Page MenuHomePhabricator

Subscription: Trending service should be able to subscribe to edits in real time
Closed, ResolvedPublic3 Estimated Story Points

Description

The trending service use Kafka to subscribe to events.
(This has changed from the original Public EventStreams decision. As such we need to review what events will look like)

The trending service should be provided access to all the data specified in the event's schema.

A sample event:

{
  "comment": "",
  "database": "enwiki",
  "meta": {
    "domain": "en.wikipedia.org",
    "dt": "2016-09-14T14:49:42+00:00",
    "id": "788516b6-7a8a-11e6-9a2d-b083fecf1287",
    "request_id": "f9db46d3-c3d7-420f-bf23-cab88bfde5ff",
    "schema_uri": "mediawiki/revision/create/1",
    "topic": "mediawiki.revision-create",
    "uri": "https://en.wikipedia.org/wiki/Cry_to_Me_%28album%29"
  },
  "page_id": 37643813,
  "page_is_redirect": false,
  "page_namespace": 0,
  "page_title": "Cry_to_Me_(album)",
  "performer": {
    "user_groups": [
      "extendedconfirmed",
      "*",
      "user",
      "autoconfirmed"
    ],
    "user_id": 4363489,
    "user_is_bot": false,
    "user_text": "Night Time"
  },
  "rev_content_format": "wikitext",
  "rev_content_model": "wikitext",
  "rev_id": 739412400,
  "rev_len": 3748,
  "rev_minor_edit": true,
  "rev_parent_id": 739411852,
  "rev_sha1": "q090ey5jtsmplmqiqz2oytx0s96cj1u",
  "rev_timestamp": "2016-09-14T14:49:42Z"
}

To prove this is working we will only expose pages from the endpoint which have more than 20 edits in the last hour.

Details

Related Changes in Gerrit:

Event Timeline

Jdlrobson renamed this task from Trending service should be able to subscribe to edits in real time to Subscription: Trending service should be able to subscribe to edits in real time.Sep 13 2016, 8:36 PM
Jdlrobson set the point value for this task to 3.

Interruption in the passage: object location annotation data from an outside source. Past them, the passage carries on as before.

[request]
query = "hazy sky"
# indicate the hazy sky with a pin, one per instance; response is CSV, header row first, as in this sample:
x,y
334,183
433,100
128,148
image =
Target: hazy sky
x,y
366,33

This data will eventually be available publicly via socket.io as part of the public event streams project.

The ChangeProp rule for this is trivial:

trending_service:
  topic: mediawiki.revision-create
  match:
    performer:
      user_is_bot: false
    page_namespace: 0
  exec:
    method: post
    uri: ''  # to be determined
    headers:
      content-type: application/json
    body: '{{message}}'

EDIT: Updated the rule to match the requirements stated in T145554: Process: Trending service should process real time edits

This data will eventually be available publicly via socket.io as part of the public event streams project.

Yup, @Ottomata, but we don't want to mix production services (inside WMF prod env) and public-consumption-related ones. Additionally, it is more stable to have a push architecture here as it will all be running inside the same VLAN.

+1, think I misunderstood the ticket.

@Jdlrobson you may want to push this ticket back util we have the meeting to discus how we should ingest edits.

FTR @dr0ptp4kt said that this could be removed from Reading-Web-Sprint-85-💩 during the associated sprint kickoff meeting.

To clarify, I indicated my guess was that this particular task wasn't strictly required for making this deployable (my understanding is the existing service's subscription to events was sufficient), but @Fjalapeno would have a better sense (@Jdlrobson was out yesterday, he of course could have spoken to it if not out). I defer to @Fjalapeno and @Jdlrobson for the assessment of whether this particular task ought to be done in #reading-web-sprint-85 right now.

@mobrovac may have a better recollection of the meeting last week as well.

Follow up from the ingestion meeting:

  1. @Jdlrobson is going to set up an interface in the repo to return the amount of time to replay edits
  2. @Pchelolo will then setup the Kafka ingestion logic based on that amount of time

Lets check in over email later this week to see how things are going or if anyone needs anything.

I've just realised one more complication with using kafka directly - we'd need each worker to have a unique consumer group which should be stable across restarts so that each consumer could reuse offsets it has stored (they're stored per consumer group).

Could we construct stable IDs without managing them in puppet or something? Something like trending-service.${os.hostname()}.${worker_seq_number}?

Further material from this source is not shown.